I am primarily in search of dry footware, secondarily for something to read and I find some new deck shoes in an Oxfam shop. I don't really want deck shoes so I squelch off in search of a TK Maxx without luck as no one in Newcastle seems to know where anything is. When I return the shop is crowded with young men with shaven heads. One is trying on a black flapper dress, the Oxfam shop ladies helping, offering advice. I buy the shoes and then get Bill Bryson's Notes from a Small Island in another charity shop.

I buy the shoes and go and get some beer and food for the long train journey home. Going up to the coop I am confronted by a shapely girl's behind dressed in a scanty black knickers and fishnet stockings and a short white tee shirt. She is doing something with a stag party. As I go back I almost bump into a tall figure and realise that it is Peter Tatchell. He looks as bemused as I feel by the scenes of reeling drunkeness and fancy dress that are growing in number all the time.

Back at the station I see lots of police vans and can hear dogs barking inside some of them. They were not here when I left. Preparation for tonight? The number of stag parties of young guys prowling, already half pissed suggests there might be plenty of trouble. Some are bound to bump into each other before long.

But as I drink a coffee in the station I see police assemble and then hear the football chants. Newcastle have been playing Carlisle in a friendly.  A mass of chanting young men pours out of the station into the hen/stag madness beyond.

But I have had enough of it so I just sit on the platform and start reading my new book.  Bill Bryson, who is new to me, soon has me laughing out loud as I await my train.

7 comments:

  1. Anonymous said...

    Peter Tatchell - there's someone I haven't heard of for years. Good to know he's alive and well in the UK.

    I enjoy Bill Bryson but my memory of that book is the firts chapter where he's staying in a guesthouse in Dover run my a Mrs Smeg or something, and I thought - what sort of young backpacker is he that stays in a GUESTHOUSE where he has a whole room to himself??? Backpackers stay in hostels. I don't think I had a room to myself anywhere in the UK ever when I was his age doing the same thing.

    Louise  

  2. Anonymous said...

    Oops, forgot to say - you're nearly in Scotland!! Wow.  

  3. Spencer said...

    Hi Louise. Yeah, that is a good point. I find it wierd and wildly extravagant when I stay in bed and breakfasts and I am in my fifties!

    When I was a young backpacker it was mostly friend's floors or ditches.  

  4. Anonymous said...

    Enjoy yourself. I am from Stornoway too. I posted on Cif, under hte name 'NapoleonKaramazov' until I resigned this year, I still read Cif though and followed the links to your blog.
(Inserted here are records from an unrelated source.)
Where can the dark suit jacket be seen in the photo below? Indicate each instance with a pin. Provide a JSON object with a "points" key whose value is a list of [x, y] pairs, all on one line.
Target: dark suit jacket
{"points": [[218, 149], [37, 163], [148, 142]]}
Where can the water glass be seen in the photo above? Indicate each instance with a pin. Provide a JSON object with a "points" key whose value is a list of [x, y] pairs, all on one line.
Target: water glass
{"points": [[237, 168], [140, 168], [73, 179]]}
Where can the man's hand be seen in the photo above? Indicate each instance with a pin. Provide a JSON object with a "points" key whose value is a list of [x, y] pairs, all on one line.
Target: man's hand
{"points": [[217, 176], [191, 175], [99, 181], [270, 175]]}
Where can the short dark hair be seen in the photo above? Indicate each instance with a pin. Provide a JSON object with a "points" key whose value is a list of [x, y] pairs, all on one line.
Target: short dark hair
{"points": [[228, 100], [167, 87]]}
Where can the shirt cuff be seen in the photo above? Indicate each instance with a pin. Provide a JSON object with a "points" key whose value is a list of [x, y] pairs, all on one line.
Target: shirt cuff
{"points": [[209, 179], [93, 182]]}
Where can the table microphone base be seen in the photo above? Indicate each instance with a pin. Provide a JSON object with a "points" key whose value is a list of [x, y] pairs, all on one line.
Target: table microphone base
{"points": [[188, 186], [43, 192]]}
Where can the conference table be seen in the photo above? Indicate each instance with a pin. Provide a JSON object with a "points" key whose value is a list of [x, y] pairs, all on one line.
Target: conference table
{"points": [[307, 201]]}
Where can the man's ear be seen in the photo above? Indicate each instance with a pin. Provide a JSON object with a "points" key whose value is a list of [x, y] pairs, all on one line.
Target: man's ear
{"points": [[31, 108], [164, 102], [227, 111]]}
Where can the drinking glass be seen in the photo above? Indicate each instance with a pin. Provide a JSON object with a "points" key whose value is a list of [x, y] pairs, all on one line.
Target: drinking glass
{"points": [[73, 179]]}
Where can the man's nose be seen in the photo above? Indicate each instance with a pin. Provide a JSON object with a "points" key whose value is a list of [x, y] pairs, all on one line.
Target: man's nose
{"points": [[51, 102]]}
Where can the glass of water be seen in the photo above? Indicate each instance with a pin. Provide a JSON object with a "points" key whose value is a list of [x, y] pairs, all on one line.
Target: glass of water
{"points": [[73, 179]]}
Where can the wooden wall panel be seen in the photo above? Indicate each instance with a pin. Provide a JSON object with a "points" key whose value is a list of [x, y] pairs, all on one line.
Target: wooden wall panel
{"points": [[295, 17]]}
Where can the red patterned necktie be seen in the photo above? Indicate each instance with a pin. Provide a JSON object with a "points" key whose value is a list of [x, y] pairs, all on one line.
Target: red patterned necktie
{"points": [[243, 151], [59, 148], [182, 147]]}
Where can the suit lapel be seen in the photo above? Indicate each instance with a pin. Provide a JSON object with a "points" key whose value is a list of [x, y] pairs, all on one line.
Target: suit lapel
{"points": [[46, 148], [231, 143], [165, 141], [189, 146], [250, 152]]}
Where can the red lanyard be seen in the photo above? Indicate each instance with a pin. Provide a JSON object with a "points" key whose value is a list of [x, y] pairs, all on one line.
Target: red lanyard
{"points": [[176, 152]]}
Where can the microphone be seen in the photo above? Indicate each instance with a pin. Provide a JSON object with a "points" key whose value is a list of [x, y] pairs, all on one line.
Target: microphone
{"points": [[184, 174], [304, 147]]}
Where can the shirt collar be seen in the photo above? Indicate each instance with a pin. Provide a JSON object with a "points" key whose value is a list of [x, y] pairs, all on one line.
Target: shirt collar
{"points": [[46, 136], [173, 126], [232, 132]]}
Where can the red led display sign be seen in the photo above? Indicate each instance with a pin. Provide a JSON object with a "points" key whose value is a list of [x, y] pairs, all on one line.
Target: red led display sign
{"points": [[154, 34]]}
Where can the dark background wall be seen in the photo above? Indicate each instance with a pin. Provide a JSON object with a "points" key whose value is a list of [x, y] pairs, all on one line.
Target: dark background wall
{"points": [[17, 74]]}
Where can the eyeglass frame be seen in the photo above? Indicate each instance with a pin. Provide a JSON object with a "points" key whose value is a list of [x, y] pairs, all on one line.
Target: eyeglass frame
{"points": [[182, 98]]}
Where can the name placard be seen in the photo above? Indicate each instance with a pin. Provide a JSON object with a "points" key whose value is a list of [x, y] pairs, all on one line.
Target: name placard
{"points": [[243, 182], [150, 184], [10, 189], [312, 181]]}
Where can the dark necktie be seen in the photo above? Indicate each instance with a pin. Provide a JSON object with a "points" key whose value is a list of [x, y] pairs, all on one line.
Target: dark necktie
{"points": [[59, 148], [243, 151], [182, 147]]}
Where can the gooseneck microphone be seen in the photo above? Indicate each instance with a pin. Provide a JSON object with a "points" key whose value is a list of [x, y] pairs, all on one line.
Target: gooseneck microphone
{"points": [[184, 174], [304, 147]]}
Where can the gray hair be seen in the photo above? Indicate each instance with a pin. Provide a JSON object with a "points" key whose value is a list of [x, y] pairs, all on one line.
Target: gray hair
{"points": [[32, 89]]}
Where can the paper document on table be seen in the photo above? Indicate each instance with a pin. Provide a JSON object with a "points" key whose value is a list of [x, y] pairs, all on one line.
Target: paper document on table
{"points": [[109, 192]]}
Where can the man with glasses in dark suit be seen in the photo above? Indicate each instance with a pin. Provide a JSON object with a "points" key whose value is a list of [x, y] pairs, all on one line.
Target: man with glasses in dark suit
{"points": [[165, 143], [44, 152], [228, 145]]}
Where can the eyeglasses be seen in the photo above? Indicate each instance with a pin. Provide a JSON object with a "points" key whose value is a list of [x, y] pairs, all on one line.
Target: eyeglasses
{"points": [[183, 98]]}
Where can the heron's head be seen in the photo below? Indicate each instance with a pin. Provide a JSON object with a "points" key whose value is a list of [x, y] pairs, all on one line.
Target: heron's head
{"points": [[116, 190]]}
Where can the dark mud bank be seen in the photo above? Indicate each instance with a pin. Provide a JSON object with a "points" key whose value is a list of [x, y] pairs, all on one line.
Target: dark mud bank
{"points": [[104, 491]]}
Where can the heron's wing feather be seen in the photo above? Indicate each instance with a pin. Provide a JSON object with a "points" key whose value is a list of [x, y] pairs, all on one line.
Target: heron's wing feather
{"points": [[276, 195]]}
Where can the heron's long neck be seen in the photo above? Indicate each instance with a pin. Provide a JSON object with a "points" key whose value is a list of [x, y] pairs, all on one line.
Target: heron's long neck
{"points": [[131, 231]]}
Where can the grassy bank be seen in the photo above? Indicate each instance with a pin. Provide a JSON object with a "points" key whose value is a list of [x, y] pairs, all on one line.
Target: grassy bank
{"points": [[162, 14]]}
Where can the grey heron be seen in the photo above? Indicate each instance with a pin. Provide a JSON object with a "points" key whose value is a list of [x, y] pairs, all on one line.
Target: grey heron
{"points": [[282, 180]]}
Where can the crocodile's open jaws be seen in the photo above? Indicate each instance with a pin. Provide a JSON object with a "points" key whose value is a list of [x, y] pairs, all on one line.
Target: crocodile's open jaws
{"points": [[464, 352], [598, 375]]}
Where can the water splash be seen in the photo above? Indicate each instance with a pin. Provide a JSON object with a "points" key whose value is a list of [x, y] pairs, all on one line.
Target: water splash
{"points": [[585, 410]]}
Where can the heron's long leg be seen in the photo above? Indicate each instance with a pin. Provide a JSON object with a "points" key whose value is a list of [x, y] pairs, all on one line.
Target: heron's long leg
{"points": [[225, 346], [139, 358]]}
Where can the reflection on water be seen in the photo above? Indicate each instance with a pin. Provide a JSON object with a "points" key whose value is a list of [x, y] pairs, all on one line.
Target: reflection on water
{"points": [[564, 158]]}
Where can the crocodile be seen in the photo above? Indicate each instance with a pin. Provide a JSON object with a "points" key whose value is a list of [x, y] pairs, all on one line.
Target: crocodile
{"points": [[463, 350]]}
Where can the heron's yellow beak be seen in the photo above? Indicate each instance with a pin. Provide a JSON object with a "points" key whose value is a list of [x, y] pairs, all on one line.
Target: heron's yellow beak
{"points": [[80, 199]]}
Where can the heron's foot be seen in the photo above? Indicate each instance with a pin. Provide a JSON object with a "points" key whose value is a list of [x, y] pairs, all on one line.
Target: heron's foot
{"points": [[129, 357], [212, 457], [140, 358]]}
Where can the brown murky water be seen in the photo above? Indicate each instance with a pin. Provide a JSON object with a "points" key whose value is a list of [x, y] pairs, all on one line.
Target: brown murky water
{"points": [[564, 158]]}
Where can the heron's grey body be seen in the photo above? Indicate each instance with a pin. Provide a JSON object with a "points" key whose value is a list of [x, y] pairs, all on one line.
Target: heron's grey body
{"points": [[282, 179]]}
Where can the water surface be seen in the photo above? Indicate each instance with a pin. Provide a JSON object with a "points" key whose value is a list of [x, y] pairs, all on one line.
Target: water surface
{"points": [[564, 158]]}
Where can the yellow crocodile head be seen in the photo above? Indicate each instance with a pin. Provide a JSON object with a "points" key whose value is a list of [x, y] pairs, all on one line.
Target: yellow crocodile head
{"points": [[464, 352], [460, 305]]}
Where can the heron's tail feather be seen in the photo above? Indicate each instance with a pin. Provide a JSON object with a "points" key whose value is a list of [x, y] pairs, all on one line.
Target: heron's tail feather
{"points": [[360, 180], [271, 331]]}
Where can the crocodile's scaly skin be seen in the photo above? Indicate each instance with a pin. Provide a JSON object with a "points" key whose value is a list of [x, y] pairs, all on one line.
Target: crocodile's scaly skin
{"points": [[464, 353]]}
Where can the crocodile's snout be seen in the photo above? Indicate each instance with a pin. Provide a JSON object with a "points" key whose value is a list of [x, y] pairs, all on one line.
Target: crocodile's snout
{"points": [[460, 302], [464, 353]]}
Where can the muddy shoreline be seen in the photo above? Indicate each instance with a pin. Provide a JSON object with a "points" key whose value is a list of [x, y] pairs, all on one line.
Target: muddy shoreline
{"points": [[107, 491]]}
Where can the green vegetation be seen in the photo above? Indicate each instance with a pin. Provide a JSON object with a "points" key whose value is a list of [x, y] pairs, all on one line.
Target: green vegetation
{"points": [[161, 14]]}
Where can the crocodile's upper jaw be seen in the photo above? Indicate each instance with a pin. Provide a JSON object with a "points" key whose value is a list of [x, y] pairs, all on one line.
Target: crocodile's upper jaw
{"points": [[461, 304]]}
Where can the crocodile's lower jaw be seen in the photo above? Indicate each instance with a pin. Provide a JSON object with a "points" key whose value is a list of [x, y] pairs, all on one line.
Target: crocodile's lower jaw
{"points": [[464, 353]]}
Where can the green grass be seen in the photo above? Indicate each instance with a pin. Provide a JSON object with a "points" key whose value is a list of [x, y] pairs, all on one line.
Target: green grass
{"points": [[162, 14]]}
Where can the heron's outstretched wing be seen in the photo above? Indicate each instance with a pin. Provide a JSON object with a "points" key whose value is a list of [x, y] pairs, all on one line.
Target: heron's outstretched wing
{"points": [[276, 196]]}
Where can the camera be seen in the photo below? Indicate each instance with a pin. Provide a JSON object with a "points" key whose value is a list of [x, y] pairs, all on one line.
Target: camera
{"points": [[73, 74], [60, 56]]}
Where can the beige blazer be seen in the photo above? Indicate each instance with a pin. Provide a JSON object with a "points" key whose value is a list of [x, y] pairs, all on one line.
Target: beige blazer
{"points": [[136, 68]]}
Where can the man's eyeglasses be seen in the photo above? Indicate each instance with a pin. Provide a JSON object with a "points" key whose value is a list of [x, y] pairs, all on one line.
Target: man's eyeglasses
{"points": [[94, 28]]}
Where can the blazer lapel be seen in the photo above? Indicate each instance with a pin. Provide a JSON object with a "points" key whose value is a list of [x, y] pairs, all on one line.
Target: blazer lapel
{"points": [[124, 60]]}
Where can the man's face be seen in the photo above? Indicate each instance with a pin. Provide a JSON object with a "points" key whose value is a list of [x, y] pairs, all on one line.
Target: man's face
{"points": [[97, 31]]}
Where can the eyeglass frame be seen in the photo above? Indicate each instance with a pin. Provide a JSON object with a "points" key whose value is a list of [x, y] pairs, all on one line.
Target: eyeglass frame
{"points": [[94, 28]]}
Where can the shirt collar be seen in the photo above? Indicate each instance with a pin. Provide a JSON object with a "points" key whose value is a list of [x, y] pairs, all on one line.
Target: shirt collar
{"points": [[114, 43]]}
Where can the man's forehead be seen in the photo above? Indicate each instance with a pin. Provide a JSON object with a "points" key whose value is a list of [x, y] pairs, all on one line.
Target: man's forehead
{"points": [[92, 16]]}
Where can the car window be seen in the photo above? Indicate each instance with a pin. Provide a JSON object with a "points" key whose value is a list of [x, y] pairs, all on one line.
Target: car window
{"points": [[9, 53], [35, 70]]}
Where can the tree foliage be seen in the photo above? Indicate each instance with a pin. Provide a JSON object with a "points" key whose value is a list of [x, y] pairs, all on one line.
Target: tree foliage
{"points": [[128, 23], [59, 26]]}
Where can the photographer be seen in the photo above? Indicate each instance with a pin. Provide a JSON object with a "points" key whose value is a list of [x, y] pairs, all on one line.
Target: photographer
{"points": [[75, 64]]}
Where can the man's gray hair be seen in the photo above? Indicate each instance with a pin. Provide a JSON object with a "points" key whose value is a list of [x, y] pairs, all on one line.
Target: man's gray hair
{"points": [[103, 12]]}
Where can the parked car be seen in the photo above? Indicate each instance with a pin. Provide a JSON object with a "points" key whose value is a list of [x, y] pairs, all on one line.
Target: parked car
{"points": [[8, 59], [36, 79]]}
    Enjoy your walk. Hope it all goes well. I only moved away from Stornoway this year, moved to Glasgow, trying, and failing to find a job :(


    Charles  

  5. Spencer said...

    Sorry to hear you gave up CIF Charles. Good luck with the job hunting.  

  6. ChooChoo said...

    Just came across the link to your blog from CiF. Half way through, roughly, in July - when did you start? And how do you do the stages (with work commitments etc)?

    Fondly envious. Been cramped up at home for months - have to submit a thesis in a week's time. I'm not a walker, but would like to become one, and intermittently haunted by the idea of doing the camino in Spain some day. Enjoy yours!  

  7. Spencer said...

    Hi, Choo Choo, sorry about the delay in publishing your comment, I just got back from a five day stage of the walk!

    I started just about a year ago (September 2009).

    My sympathies with the thesis. One of the things that impelled me to do it was that I did an MA (part time for two years) and that cut into my walking time and fitness really badly. So I wanted to do something to redress the balance.